Marie Curie auf einer Banknote und einer Briefmarke (Fotos: Clipdealer)

Die Entdeckung war eine echte Sensation. Gemeinsam wurden die drei Forscher deshalb 1903 mit dem Nobelpreis für Physik ausgezeichnet. Marie Curie war dann auch die erste Frau, die an der Pariser Sorbonne Vorlesungen hielt. Das ergab sich, weil ihr Mann 1906 nach einem Verkehrsunfall mit einer Droschke im Alter von nur 46 Jahren verstorben war.

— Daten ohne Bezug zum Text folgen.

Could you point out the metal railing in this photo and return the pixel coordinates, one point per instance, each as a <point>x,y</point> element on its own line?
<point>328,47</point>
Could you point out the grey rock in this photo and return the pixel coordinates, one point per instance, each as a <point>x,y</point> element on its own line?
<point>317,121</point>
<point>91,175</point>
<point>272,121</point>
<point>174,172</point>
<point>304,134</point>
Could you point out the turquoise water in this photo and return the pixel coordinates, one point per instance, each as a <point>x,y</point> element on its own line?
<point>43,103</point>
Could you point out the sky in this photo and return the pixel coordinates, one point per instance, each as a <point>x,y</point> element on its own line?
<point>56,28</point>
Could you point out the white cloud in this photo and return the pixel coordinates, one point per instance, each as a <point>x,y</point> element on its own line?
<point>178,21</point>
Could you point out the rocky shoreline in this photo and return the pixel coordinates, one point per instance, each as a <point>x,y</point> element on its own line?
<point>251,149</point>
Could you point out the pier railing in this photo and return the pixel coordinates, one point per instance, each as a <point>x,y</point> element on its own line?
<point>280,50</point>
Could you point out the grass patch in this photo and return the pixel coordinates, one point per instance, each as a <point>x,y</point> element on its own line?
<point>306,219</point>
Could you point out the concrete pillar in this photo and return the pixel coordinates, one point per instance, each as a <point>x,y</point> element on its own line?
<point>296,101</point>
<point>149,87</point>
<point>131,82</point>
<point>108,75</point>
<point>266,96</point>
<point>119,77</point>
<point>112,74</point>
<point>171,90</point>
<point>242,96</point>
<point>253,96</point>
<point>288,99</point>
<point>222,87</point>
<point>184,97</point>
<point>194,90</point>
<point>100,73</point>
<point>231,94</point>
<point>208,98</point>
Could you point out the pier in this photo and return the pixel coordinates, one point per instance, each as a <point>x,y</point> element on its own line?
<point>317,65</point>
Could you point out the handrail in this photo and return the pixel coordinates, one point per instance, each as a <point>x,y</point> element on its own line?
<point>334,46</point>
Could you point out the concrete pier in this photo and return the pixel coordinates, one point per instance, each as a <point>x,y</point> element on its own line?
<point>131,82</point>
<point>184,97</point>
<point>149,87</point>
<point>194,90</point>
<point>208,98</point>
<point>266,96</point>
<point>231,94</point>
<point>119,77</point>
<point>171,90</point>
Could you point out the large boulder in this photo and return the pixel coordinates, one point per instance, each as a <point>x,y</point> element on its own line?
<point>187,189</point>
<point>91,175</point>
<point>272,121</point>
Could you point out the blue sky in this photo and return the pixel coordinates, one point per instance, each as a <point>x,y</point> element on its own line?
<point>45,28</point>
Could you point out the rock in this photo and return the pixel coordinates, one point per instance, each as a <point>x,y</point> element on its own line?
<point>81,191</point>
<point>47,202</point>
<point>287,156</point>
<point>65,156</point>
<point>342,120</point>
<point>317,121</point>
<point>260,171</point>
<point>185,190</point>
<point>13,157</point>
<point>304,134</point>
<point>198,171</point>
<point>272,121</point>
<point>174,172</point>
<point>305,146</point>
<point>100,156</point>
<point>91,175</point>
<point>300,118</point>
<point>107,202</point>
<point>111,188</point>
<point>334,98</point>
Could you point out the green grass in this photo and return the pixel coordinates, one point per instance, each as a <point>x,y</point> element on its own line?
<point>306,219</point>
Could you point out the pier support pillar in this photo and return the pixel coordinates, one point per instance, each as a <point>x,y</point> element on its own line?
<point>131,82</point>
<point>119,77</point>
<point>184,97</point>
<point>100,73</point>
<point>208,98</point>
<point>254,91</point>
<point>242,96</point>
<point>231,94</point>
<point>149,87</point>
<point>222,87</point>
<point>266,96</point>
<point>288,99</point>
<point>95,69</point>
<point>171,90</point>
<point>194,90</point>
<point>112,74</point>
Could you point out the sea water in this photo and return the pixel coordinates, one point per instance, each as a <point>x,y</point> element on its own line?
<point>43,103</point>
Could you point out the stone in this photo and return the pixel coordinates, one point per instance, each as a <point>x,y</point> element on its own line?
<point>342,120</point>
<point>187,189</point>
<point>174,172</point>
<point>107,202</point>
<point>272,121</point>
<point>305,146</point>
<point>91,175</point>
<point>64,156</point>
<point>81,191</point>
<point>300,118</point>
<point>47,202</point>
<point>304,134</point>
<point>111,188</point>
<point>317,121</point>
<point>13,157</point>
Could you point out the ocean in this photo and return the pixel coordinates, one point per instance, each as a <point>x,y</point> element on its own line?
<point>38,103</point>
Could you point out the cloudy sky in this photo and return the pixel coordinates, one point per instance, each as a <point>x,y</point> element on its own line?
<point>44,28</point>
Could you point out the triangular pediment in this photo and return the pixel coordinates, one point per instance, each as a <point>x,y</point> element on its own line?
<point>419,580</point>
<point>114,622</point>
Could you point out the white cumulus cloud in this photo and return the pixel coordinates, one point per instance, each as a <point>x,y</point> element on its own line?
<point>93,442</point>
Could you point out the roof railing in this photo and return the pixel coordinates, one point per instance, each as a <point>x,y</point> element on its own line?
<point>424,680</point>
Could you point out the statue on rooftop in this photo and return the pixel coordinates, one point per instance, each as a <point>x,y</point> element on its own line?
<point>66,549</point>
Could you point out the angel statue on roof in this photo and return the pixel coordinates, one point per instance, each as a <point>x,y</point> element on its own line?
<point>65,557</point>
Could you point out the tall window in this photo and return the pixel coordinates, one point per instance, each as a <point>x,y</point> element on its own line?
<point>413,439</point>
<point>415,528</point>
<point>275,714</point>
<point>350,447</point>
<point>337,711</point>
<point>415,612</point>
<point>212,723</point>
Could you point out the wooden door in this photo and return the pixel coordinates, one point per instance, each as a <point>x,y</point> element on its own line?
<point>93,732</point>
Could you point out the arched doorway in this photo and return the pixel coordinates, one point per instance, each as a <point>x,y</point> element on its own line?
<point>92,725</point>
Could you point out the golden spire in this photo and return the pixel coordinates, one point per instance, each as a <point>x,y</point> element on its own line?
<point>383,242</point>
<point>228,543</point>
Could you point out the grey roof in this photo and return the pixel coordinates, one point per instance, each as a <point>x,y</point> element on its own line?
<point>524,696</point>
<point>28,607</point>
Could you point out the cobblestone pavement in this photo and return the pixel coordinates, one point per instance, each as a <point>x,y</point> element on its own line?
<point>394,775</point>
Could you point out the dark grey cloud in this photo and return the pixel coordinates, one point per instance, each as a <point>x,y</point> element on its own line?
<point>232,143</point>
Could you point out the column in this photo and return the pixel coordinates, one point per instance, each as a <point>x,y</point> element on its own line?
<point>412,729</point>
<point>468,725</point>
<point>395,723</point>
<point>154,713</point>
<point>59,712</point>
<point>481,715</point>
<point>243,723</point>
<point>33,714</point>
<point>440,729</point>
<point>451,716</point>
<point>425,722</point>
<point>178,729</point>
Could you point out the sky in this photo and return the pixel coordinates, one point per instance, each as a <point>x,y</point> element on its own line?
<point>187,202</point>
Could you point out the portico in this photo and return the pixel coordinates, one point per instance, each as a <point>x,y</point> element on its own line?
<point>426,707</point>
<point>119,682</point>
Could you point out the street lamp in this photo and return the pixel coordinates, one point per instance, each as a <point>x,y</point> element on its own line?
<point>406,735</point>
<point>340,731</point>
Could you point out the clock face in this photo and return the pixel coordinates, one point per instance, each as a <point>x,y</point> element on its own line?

Die Sorbonne gestattete ihr, seine Lehrtätigkeit zu übernehmen. 1908 wurde sie als Professorin für Physik berufen. 1911 erhielt sie den zweiten Nobelpreis, diesmal für ihre chemischen Entdeckungen.

Als Fremde und Jüdin beschimpft

Nicht immer war alles eitel Sonnenschein im Leben von Marie Curie. Als sie sich 1910 um einen Sitz in der französischen „Akademie der Wissenschaften” bewarb, wurde ihre Beziehung zu dem verheirateten Physiker Paul Langevin von ihren Gegnern öffentlich gemacht, um die Berufung zu verhindernIn Teilen der Pariser Presse wurde sie als Fremde, Intellektuelle und Jüdin auf üble Weise verunglimpft.

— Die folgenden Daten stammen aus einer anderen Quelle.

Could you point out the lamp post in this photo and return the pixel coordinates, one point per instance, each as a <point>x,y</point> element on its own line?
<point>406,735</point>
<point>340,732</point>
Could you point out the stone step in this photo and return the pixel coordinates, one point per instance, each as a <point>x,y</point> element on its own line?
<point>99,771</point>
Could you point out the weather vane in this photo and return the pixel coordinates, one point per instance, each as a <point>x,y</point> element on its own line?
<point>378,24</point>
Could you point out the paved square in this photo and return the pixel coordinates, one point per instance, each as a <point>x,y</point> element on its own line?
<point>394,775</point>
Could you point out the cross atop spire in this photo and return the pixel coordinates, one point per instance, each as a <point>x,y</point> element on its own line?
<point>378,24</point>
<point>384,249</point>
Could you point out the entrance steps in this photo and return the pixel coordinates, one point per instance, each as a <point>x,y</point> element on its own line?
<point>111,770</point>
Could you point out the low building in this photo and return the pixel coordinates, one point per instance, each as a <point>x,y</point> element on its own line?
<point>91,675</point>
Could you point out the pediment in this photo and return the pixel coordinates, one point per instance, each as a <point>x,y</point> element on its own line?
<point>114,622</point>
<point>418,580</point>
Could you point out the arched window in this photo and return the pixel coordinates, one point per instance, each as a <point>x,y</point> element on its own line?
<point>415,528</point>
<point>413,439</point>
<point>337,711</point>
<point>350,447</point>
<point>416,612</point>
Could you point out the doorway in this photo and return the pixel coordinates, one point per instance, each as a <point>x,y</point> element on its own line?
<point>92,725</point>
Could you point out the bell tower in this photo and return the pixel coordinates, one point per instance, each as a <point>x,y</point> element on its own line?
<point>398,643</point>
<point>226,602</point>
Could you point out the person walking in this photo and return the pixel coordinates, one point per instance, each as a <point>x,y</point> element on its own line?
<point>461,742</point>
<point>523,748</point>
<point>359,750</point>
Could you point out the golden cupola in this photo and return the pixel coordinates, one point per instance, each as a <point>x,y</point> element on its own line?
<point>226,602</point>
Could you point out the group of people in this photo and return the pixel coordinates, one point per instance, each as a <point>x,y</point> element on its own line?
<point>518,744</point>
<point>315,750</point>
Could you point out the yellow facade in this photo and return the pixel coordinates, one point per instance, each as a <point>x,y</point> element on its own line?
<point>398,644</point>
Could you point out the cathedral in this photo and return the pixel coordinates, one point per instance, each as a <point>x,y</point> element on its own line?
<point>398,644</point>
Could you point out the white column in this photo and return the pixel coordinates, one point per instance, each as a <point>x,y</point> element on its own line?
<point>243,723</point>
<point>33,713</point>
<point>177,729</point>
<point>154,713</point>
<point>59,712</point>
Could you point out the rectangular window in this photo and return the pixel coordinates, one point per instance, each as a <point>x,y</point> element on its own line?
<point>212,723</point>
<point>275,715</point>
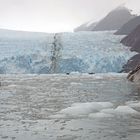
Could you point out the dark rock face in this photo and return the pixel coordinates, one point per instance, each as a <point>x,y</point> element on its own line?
<point>129,26</point>
<point>133,41</point>
<point>132,63</point>
<point>114,20</point>
<point>134,75</point>
<point>85,27</point>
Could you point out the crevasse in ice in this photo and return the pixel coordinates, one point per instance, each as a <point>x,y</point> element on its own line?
<point>97,52</point>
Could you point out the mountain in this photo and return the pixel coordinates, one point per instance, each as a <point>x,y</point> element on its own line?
<point>85,52</point>
<point>134,75</point>
<point>89,26</point>
<point>113,21</point>
<point>133,41</point>
<point>129,26</point>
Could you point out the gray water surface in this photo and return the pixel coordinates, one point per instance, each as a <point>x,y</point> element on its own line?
<point>27,103</point>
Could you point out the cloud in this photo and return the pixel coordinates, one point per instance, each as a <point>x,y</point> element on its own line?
<point>52,15</point>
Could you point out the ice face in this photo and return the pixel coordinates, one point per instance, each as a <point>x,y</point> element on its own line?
<point>98,110</point>
<point>84,52</point>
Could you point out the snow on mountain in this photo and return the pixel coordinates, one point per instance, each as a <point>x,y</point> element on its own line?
<point>84,52</point>
<point>112,21</point>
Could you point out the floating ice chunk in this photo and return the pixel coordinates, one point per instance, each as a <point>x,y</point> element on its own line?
<point>75,84</point>
<point>108,111</point>
<point>78,109</point>
<point>125,110</point>
<point>100,115</point>
<point>58,116</point>
<point>133,104</point>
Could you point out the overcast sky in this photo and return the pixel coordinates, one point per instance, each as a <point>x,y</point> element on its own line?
<point>55,15</point>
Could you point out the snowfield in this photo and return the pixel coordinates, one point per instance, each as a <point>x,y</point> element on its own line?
<point>69,107</point>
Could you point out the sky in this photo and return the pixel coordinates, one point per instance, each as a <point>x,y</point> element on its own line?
<point>55,15</point>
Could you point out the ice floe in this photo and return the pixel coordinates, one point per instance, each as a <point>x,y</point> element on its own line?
<point>98,110</point>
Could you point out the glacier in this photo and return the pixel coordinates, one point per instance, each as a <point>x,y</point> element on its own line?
<point>42,53</point>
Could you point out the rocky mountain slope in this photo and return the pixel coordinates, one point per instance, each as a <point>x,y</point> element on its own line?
<point>113,21</point>
<point>129,26</point>
<point>133,41</point>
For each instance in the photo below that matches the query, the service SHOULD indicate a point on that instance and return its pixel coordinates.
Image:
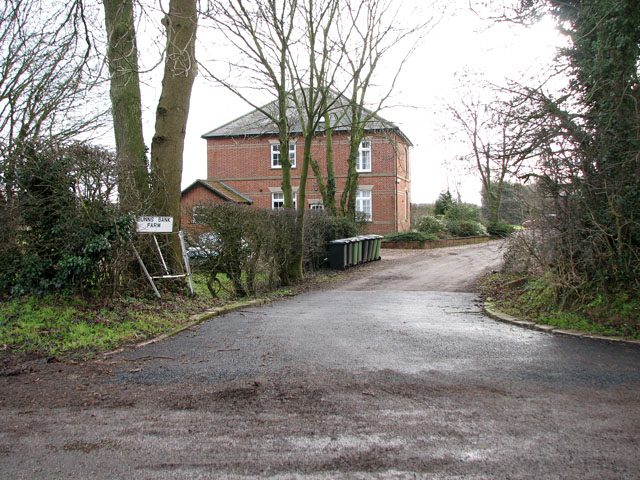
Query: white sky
(460, 42)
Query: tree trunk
(172, 113)
(122, 55)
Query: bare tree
(180, 23)
(370, 31)
(499, 142)
(263, 33)
(46, 76)
(126, 101)
(167, 146)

Während des Ersten Weltkrieges engagierte sich Marie Curie gleichwohl bei der Behandlung von Verwundeten, indem sie die Entwicklung und den Einsatz von Röntgenwagen organisierte. Außerdem förderte sie ganz entschieden die medizinische Fortbildung der Sanitäter und Ärzte. 

Stiftung gegründet

Zwei Jahre nach Kriegsende gründete sie die Curie-Stiftung, die sich vor allem auf den medizinischen Einsatz der Radioaktivität konzentrierte. Am von ihr aufgebauten Radiuminstitut förderte Marie Curie auch aus ihren eigenen Erfahrungen heraus junge Wissenschaftlerinnen und ausländische Studenten.

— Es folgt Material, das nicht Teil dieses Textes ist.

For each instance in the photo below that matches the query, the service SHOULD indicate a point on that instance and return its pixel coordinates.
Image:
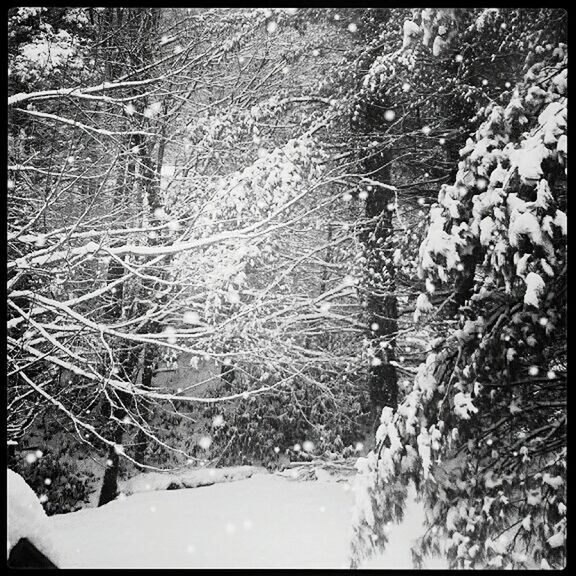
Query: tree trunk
(381, 304)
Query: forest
(295, 237)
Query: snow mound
(26, 517)
(187, 478)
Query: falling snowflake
(205, 442)
(389, 115)
(170, 333)
(308, 445)
(191, 317)
(174, 225)
(152, 110)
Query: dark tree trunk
(381, 304)
(109, 489)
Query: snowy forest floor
(263, 521)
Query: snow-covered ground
(262, 521)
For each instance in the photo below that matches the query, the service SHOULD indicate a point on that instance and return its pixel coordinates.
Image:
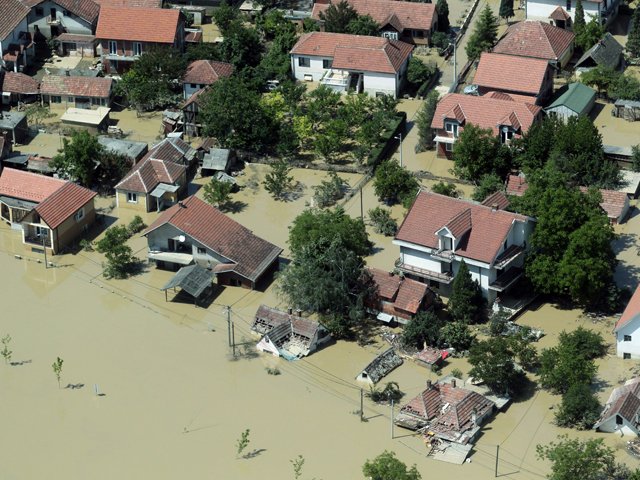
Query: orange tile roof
(482, 242)
(155, 25)
(19, 83)
(511, 73)
(631, 311)
(371, 54)
(401, 15)
(96, 87)
(485, 112)
(63, 203)
(531, 38)
(28, 186)
(207, 225)
(207, 72)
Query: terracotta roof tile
(63, 203)
(511, 73)
(28, 186)
(401, 15)
(13, 12)
(156, 25)
(97, 87)
(206, 224)
(371, 54)
(19, 83)
(207, 72)
(531, 38)
(485, 112)
(431, 211)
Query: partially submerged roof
(251, 254)
(63, 203)
(401, 15)
(355, 52)
(482, 229)
(607, 52)
(98, 87)
(28, 186)
(193, 279)
(532, 38)
(511, 73)
(485, 112)
(207, 72)
(576, 97)
(156, 25)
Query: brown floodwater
(173, 402)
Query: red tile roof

Von 1922 bis zu ihrem Ableben 1934 setzte sie sich im Rahmen des Völkerbundes für die internationale wissenschaftliche Zusammenarbeit ein. Curies Tod steht in engem Zusammenhang mit ihren Forschungen. Sie starb am 4. Juli 1934 in einem Schweizer Sanatorium an Anämie, der Zerstörung des Knochenmarks. Ihr Tod war letzlich der Tatsache geschuldet, dass die tatsächliche Gefährlichkeit der radioaktiven Strahlung damals noch nicht völlig erkannt worden war.

Filmische Denkmäler

Ende 2016 ist ein neuer Film über Marie Curie in die deutschen Kinos gekommen. Er erzählt vom spannungsreichen Leben der Wissenschaftlerin. In der Co-Produktion aus Frankreich, Deutschland und Polen wird die Nobelpreisträgerin von der polnischen Schauspielerin Karolina Gruszka verkörpert, die nach den Dreharbeiten über das Leben von Marie Curie urteilte:

„Am meisten hat mich die Leidenschaft fasziniert, mit der sie an alles heranging – an die Forschung, Liebe, Familie, den Kampf um Gerechtigkeit. Sie hat alles mit einer ruhigen, konsequenten Kraft bewältigt.”

Dieser Film ist freilich nicht das erste filmische Denkmal, das der Forscherin gesetzt wurde. Ihr Leben wurde bereits mehrmals verfilmt. 1943 kam dann der amerikanische MGM-Spielfilm „Marie Curie” mit Greer Garson in der Titelrolle in die Kinos, ihr Ehemann Pierre Curie wurde von Walter Pidgeon verkörpert. Lange galt dieser Streifen als das filmische Standardwerk über die Curies, ehe 1987 der Film „Marie Curie – Forscherin aus Leidenschaft” mit Isabelle Huppert als Darstellerin produziert wurde. Von den zahlreichen anderen Dokumentationen wollen wir an dieser Stelle gar nicht erst reden.